Being a success at something requires you to get uncomfortable. You have to do things you didn’t do before until you become competent — and awesome — at what you are trying to do. We do not make the Pro Bowl or All Star game without going through a lot of uncomfortableness. Even great talent requires practice and honing of skills.
This applies to getting a job. We’re not very good at doing it.
You see, the least used job skill we have is our interview skills. Because we use our job search skills so rarely, we don’t have a chance to practice and get good at them. Plus, you’ll note that there is never any constructive feedback — you are just told no, you didn’t get the job.
What do you need to push through to get comfortable with your uncomfortableness?

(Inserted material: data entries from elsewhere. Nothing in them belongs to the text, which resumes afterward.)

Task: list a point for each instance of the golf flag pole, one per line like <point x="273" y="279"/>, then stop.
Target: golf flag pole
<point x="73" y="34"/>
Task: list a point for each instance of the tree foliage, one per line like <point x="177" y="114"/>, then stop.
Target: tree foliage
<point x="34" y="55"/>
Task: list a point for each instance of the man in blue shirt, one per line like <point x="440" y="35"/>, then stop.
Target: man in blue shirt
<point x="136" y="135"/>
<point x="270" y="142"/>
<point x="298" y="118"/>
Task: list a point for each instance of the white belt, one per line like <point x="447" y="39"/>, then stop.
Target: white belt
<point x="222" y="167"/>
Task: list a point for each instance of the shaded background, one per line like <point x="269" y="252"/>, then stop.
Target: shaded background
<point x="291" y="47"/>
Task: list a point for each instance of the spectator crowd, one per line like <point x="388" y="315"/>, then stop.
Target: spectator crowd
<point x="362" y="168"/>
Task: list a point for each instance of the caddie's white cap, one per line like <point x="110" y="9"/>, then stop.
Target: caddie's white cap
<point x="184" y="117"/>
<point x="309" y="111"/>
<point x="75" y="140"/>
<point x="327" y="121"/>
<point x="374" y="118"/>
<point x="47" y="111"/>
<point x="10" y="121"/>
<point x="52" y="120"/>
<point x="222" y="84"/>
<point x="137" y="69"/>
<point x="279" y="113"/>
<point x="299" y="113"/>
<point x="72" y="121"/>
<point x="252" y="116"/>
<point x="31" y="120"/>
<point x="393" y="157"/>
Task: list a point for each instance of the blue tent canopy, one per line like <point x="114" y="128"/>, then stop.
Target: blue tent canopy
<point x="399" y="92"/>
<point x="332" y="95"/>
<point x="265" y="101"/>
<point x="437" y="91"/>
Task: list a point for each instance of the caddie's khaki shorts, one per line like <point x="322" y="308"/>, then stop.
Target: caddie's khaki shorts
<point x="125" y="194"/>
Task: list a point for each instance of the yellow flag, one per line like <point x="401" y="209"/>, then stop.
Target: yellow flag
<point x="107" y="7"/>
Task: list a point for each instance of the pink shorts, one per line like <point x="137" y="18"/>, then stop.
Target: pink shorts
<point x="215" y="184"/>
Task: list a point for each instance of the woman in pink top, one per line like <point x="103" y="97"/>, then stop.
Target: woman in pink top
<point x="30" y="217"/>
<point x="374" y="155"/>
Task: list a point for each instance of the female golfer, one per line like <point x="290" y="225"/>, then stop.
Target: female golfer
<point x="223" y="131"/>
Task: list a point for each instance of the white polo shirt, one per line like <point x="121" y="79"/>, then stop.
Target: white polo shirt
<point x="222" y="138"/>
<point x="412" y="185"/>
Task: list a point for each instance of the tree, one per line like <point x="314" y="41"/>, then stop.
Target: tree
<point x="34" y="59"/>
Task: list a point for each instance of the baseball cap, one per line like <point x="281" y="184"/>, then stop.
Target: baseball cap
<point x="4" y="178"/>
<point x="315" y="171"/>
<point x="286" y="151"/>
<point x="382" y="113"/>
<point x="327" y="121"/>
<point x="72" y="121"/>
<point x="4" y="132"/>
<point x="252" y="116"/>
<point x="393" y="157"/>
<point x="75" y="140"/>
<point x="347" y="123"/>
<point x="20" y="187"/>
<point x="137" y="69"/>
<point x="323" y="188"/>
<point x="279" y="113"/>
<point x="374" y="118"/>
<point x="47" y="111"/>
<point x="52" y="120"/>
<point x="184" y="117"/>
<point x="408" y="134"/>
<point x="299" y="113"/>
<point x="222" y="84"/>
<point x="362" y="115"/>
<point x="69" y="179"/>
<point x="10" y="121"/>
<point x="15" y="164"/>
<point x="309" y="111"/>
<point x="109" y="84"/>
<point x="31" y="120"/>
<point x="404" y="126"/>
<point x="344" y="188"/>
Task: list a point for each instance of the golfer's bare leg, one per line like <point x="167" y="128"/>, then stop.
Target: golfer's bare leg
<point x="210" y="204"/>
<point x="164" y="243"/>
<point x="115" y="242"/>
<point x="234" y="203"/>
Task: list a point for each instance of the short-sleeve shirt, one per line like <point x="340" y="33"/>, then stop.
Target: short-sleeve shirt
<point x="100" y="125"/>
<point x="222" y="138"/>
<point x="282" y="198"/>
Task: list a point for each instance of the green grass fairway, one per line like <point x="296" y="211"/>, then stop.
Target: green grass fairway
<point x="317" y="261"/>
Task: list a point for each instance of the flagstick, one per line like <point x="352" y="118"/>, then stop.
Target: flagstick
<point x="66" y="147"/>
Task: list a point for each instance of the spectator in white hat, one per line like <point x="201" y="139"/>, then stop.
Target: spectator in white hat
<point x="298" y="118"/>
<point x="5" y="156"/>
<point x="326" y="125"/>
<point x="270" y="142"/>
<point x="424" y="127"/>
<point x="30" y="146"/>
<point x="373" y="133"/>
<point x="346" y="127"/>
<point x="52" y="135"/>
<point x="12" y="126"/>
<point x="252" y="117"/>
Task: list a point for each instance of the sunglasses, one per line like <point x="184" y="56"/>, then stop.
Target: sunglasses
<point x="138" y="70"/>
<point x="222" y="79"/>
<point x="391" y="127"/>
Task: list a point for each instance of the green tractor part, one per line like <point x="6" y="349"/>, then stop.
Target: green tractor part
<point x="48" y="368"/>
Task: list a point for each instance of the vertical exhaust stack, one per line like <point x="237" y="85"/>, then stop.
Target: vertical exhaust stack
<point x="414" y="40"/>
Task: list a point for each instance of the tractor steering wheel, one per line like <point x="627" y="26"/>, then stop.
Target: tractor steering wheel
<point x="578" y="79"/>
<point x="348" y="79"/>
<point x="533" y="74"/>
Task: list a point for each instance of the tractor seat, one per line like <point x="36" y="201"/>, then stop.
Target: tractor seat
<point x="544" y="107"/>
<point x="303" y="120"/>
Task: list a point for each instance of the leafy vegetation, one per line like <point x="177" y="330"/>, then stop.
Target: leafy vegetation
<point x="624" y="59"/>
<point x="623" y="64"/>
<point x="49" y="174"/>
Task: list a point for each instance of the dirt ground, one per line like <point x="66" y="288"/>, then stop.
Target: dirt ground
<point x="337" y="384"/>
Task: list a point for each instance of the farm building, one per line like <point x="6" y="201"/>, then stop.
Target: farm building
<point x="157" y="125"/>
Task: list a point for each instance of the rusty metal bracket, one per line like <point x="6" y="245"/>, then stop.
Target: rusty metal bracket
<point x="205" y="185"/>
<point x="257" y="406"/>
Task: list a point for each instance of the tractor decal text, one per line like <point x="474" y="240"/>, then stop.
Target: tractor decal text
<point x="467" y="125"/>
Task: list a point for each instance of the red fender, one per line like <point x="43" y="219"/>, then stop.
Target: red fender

1. You need to practice answering interview questions
Here is the truth about interview questions: to do them well, you have to construct a story that shows the hero’s journey. It means you need to show the context of the work you were thrown into, the obstacles you overcame, and the results you achieved from your work.
In many ways, this is a contrived answer. You have to answer in a way that is not how we normally talk. One can’t go meandering around and check out rabbit holes and watch chickens cross the road when answering interview questions. No, one needs to provide context, actions you took to overcome obstacles, and the business results you achieved by the work you did.
It requires practice.
Most of us won’t practice answering interview questions. Especially out loud. We won’t analyze them after we tell our tale either.
I can tell you this, though: those that practice answering interview questions before an interview have a much higher chance of getting the job. And if they don’t get the job, they will go further in the interviewing process then their competition, only losing out to someone who fits the role better than they.
2. Successful job seekers understand how they do their best work
Are you introverted? Like to do your work alone? Like to collaborate with others? Spend time socializing with your coworkers? Love to drop in on your manager to ask a question? Or would you prefer your manager leave you alone?
It takes time to figure that out. One needs to sort through the bad managers, good managers, great teams and teams that sucked. From all that, you figure out what environment gives you the best opportunity to do your best work. Because that environment gives you the best opportunity to produce great business results — that hiring managers want to hire for their team.
Most people won’t try and figure out how they do their best work. They are just fed up with their current manager/company/coworkers that they just want out. Anything will do. But anything will do doesn’t work. Hiring managers can sense that a mile away.
3. Successful people build a broad-based support group of workers to share information
Or, networking. That ugly word. Can I tell you something? I am not good at this. I know lots of people, but don’t do a good job of keeping in contact with them, figure out ways to support them, and help them do their work. So someday they can help me with mine.
I can tell you this is hard. You have to organize contacts, figure out how to keep in regular contact with people, and do it when you have multiple, urgent, priorities staring at you from your lists. And, most important, doing this because you genuinely like the people you have on this “list” and want to have a relationship with them. But, in a choice between the urgent and the important, unfortunately, we pick the urgent to the detriment of the important.
Besides, working at building relationships is hard. You don’t have to look very far to see how true that is, do you?
Dealing with the uncomfortable is what makes us successful
Yet, successful people do what unsuccessful people are not willing to do. It’s a law or something.
But it is true. How successful in your job search do you want to be? How uncomfortable are you willing to be to get really good? Your answer to that will drive your job search success.